I'm at the point in my CNC learning curve where I want to set up and use tool tables.  I think I've got the data entry principles figured out.  Here goes.  I have a 1" travel dial indicator as my Tool 0 that I set to Z zero on my gauge block.  I then load each tool and bring it down and touch off on the gauge block then enter the offset (+ or -) in one of the tool tables.  When I setup to machine a part I will then set Tool 0 to top of part and zero the Z axis DRO.  The tool offsets will then be set for the part.  Am I headed in the right direction?    

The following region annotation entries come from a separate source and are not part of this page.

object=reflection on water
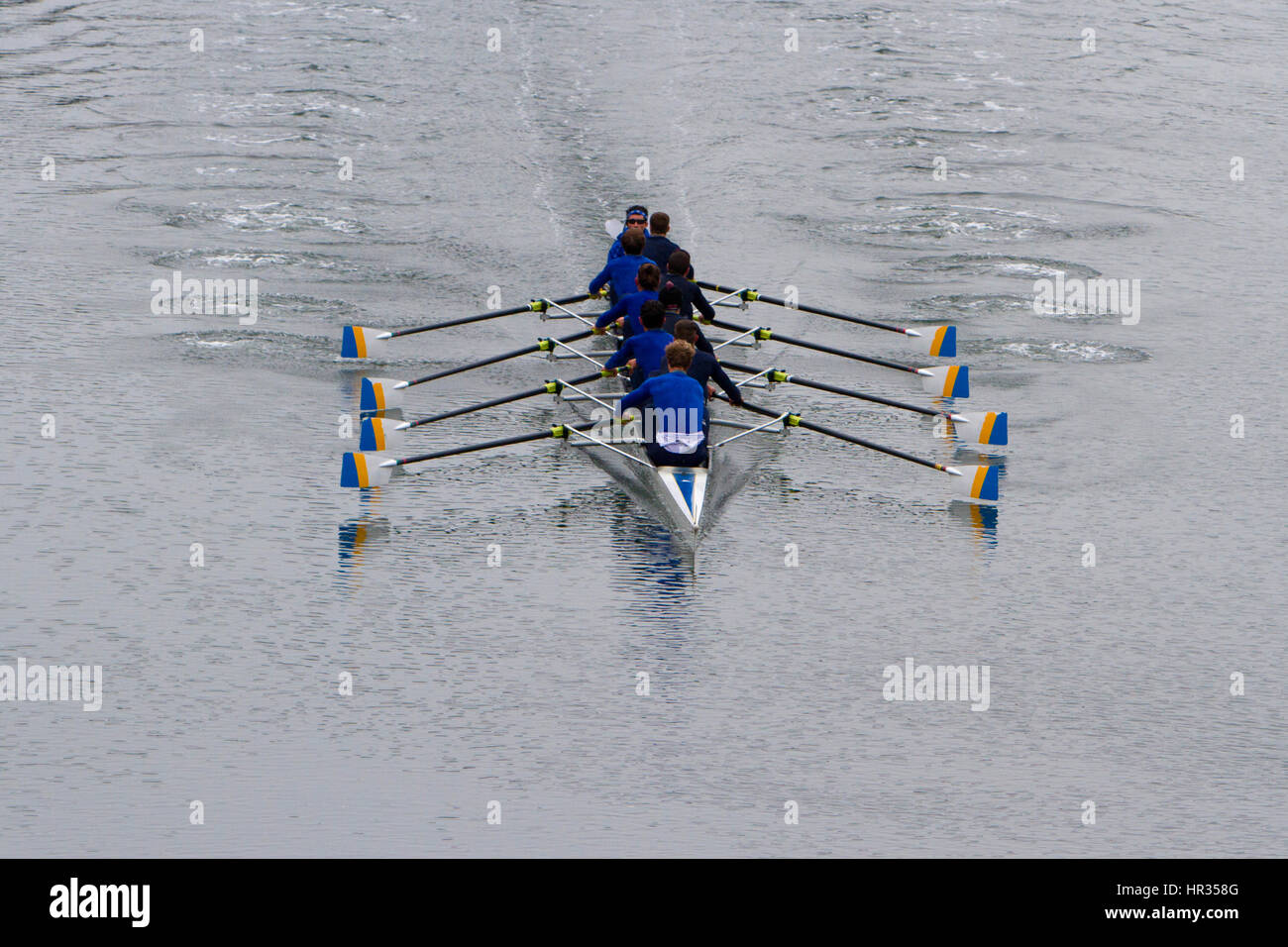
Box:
[948,500,997,549]
[336,487,393,587]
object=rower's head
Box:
[657,281,684,309]
[622,227,644,257]
[640,305,666,330]
[635,263,662,292]
[671,320,698,346]
[666,339,693,371]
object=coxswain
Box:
[590,230,648,305]
[644,210,693,279]
[674,320,742,407]
[622,345,707,467]
[604,299,675,388]
[605,204,644,269]
[595,263,670,339]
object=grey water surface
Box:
[0,0,1288,857]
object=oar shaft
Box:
[389,292,590,339]
[720,362,943,417]
[698,279,909,335]
[396,421,595,467]
[711,320,919,374]
[407,371,601,430]
[742,402,947,473]
[407,330,593,388]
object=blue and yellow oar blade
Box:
[358,417,411,453]
[340,326,389,359]
[948,464,1000,502]
[917,365,970,398]
[340,454,396,488]
[952,411,1008,447]
[909,326,957,359]
[361,377,407,411]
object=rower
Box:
[604,299,675,388]
[590,230,648,305]
[674,320,742,407]
[657,282,716,356]
[644,210,693,279]
[605,204,649,269]
[662,250,716,322]
[621,340,707,467]
[595,263,662,339]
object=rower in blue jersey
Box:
[605,204,644,268]
[644,210,693,279]
[590,231,648,305]
[622,340,707,467]
[671,320,742,407]
[595,263,662,339]
[604,299,675,388]
[657,282,716,359]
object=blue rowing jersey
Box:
[605,227,644,270]
[604,329,675,388]
[590,254,648,303]
[622,371,707,454]
[595,290,657,339]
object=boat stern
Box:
[657,467,707,532]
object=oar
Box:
[340,421,597,487]
[340,292,590,359]
[703,320,970,398]
[361,330,593,411]
[697,279,957,359]
[720,362,1006,447]
[358,371,602,451]
[716,391,999,501]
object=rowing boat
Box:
[340,225,1008,536]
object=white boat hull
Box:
[566,378,720,533]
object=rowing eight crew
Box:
[590,205,742,467]
[590,300,742,467]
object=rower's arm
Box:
[693,326,716,359]
[604,335,635,368]
[711,362,742,404]
[590,266,615,294]
[621,378,653,411]
[595,299,626,329]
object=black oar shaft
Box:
[742,402,945,471]
[720,362,944,417]
[407,330,593,388]
[389,292,590,339]
[407,371,600,430]
[711,320,919,374]
[698,279,909,335]
[398,421,595,467]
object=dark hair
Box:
[640,305,666,329]
[666,339,693,369]
[635,263,662,290]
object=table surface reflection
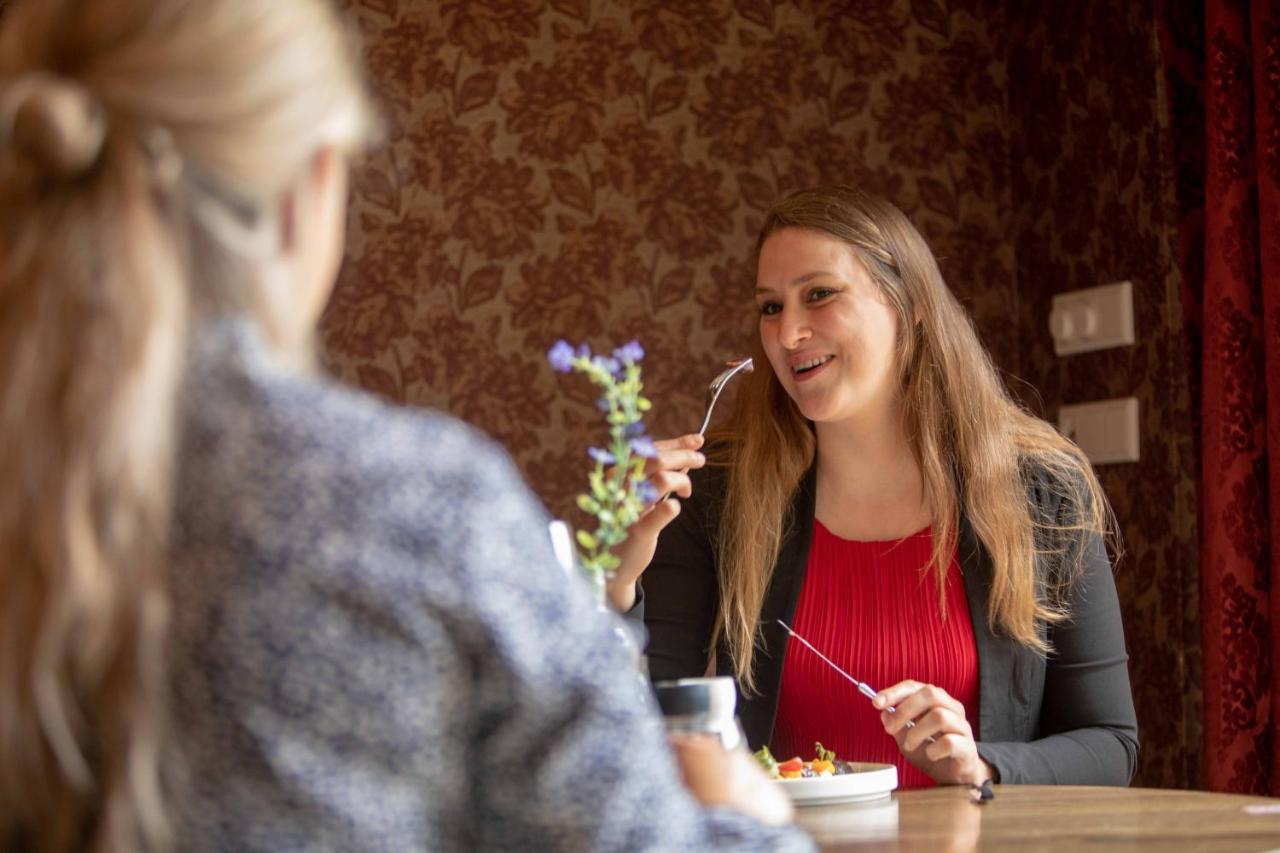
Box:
[796,785,1280,853]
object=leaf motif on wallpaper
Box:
[653,266,694,311]
[552,0,591,23]
[737,172,778,210]
[356,167,399,213]
[360,0,399,19]
[548,169,595,215]
[356,364,404,402]
[911,0,951,37]
[915,175,959,222]
[457,70,498,113]
[649,77,689,118]
[831,81,872,123]
[733,0,773,29]
[462,265,502,311]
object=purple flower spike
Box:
[547,341,573,373]
[630,435,658,459]
[591,356,622,377]
[613,341,644,364]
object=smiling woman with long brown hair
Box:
[611,186,1138,786]
[0,0,812,850]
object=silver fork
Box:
[698,359,755,435]
[658,359,755,503]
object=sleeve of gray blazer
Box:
[978,499,1138,785]
[627,469,724,681]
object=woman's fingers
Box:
[872,681,965,734]
[886,707,973,752]
[645,433,707,476]
[649,471,694,497]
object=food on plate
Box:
[755,743,852,779]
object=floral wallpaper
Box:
[323,0,1199,786]
[1009,0,1202,788]
[324,0,1015,515]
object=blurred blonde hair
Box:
[0,0,367,850]
[712,186,1114,690]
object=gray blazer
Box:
[627,458,1138,785]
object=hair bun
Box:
[0,73,106,179]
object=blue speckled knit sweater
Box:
[170,320,810,852]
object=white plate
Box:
[778,761,897,806]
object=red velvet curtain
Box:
[1198,0,1280,795]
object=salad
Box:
[754,743,852,779]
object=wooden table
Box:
[796,785,1280,853]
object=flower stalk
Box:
[547,341,658,581]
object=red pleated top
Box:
[771,520,978,789]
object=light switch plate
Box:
[1057,397,1138,465]
[1048,282,1134,355]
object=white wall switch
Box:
[1057,397,1138,465]
[1048,282,1134,355]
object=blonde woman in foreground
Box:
[609,186,1138,788]
[0,0,810,850]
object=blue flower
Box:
[613,341,644,364]
[631,435,658,459]
[547,339,573,373]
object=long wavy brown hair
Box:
[710,186,1117,690]
[0,0,365,850]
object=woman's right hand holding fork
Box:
[605,433,707,613]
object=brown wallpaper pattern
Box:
[324,0,1014,514]
[323,0,1199,786]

Mach 3 has it's tool table as does each of the CAM programs I use (D2NC, CamBam, Fusion 360.  My question is which tool table takes precedent when running Gcode?  I'm assuming it's Mach 3 but need to ask so I don't crash a tool into my vise or table.  Do I need to populate all of the tool tables with data?  I would prefer to use one table, if possible, so I don't have to update all four.  I looked on the net but couldn't find a clear answer to my question.

Thanks,

Tom S.


----------



## RJSakowski (Sep 18, 2016)

Mach 3 reads the offset entered into its tool table that corresponds to the specified tool number.  So a block of G code like  T2 G43 H2 M6 will enable tool offset and  load the offset for tool #2


----------



## TomS (Sep 18, 2016)

RJSakowski said:


> Mach 3 reads the offset entered into its tool table that corresponds to the specified tool number.  So a block of G code like  T2 G43 H2 M6 will enable tool offset and  load the offset for tool #2



Thanks for your feedback.  I believe I've got it.  The Mach 3 tool table provides tool length offset data while the CAM tool table provides radial offset data. 

Tom S.


----------



## cs900 (Sep 19, 2016)

Mach3 will also do radial tool offsets for the use with cutter comp (G41, G42) operations. I typically fill out the length and diameter column in mach3, and quite often i'll use the wear offset to make small tweaks if something is coming out of tolerance.


----------